B. Evaluation Framework

Models: Evaluated on Qwen3-8B and openPangu-7B.
Tasks: Comprehensive evaluation across Weights, Activations, and KV Cache.
Baselines: Compared against INT8/INT4, MXFP8/MXFP4, and NVFP4.
Synergy: Tested integration with state-of-the-art PTQ frameworks: SmoothQuant (magnitude smoothing) and SVDQuant (low-rank outlier absorption).
Metrics: Signal-to-Quantization-Noise Ratio (SQNR), Perplexity (PPL), and zero-shot accuracy on benchmarks (ARC, MMLU, GSM8K, etc.).

3. Key Contributions

Mathematical Formulation: Provided formal quantization/dequantization logic for HiF8 and HiF4, detailing their adaptive bit-allocation and hierarchical scaling mechanisms.
Distributional Analysis: Demonstrated that INT8 is superior for weights (which have narrow, bounded distributions) due to uniform density, whereas floating-point formats (HiF8/MXFP8) excel for activations (which have high variance and outliers).
The 4-bit Breakthrough: Identified that in 4-bit regimes, hierarchical floating-point formats are essential. HiF4 prevents the "accuracy collapse" seen in INT4 and MXFP4 by using multi-level scaling to preserve local precision while handling outliers.
Algorithmic Synergy: Showed that HiFloat formats are fully compatible with SmoothQuant and SVDQuant, yielding compounded benefits for model compression.

4. Key Results

8-bit Regime (W8A8)

Weights: INT8 outperforms floating-point formats (including HiF8) because weight distributions are static and narrow; the "exponent waste" in floating-point formats reduces effective precision.
Activations: HiF8 (scaled) and MXFP8 outperform INT8. The dynamic range of floating-point formats better accommodates activation outliers.
Performance: With SmoothQuant or SVDQuant, HiF8 achieves near-lossless performance (matching BF16 baselines) on both models.

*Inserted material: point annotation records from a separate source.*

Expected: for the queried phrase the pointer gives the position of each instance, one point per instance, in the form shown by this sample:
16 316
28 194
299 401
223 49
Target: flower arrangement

4-bit Regime (W4A4) - The Critical Finding

Integer Failure: INT4 suffers catastrophic failure (accuracy drops >60% or total collapse) even with smoothing techniques. Uniform spacing is insufficient for 4-bit inference.
MXFP4 Limitations: While better than INT4, MXFP4 (single-level scaling) still incurs significant accuracy drops (e.g., ~10% on Qwen3-8B).
HiF4 Superiority:
- HiF4 and NVFP4 maintain model integrity.
- On Qwen3-8B, HiF4 limits accuracy degradation to ~3.5% (RTN) and ~2.0% (with SVDQuant), preserving over 96.5% of the BF16 baseline.
- On openPangu-7B, HiF4 restricts degradation to 3.0%, significantly outperforming MXFP4 and NVFP4 in specific configurations.

KV Cache Quantization

Key States: Highly volatile; hierarchical formats (HiF4/NVFP4) significantly outperform uniform baselines.
Value States: More stable; HiF4 consistently achieves the best results among 4-bit formats.
End-to-End: When combining W4A4 with 4-bit KV cache (QKV4), HiF4 is the only format that remains robust, limiting accuracy loss to 3.92% on Qwen3-8B and 13.84% on openPangu-7B, whereas others suffer severe degradation.

5. Significance

Hardware Optimization: This work validates HiFloat as a native, high-efficiency solution for Ascend NPUs, providing a path to deploy large models with minimal memory footprint without sacrificing accuracy.
Paradigm Shift for 4-bit Inference: The paper establishes that hierarchical floating-point quantization is the necessary standard for 4-bit LLM inference, replacing the traditional reliance on integer quantization which fails at this precision level.
Practical Deployment: By proving compatibility with SmoothQuant and SVDQuant, the authors provide a ready-to-use pipeline for high-fidelity, low-bit inference, enabling single-GPU execution of large-scale models.

In conclusion, the paper demonstrates that while integer formats are optimal for 8-bit weights, hierarchical floating-point formats (specifically HiF4) are the critical enabler for reliable, high-performance 4-bit inference across weights, activations, and KV caches.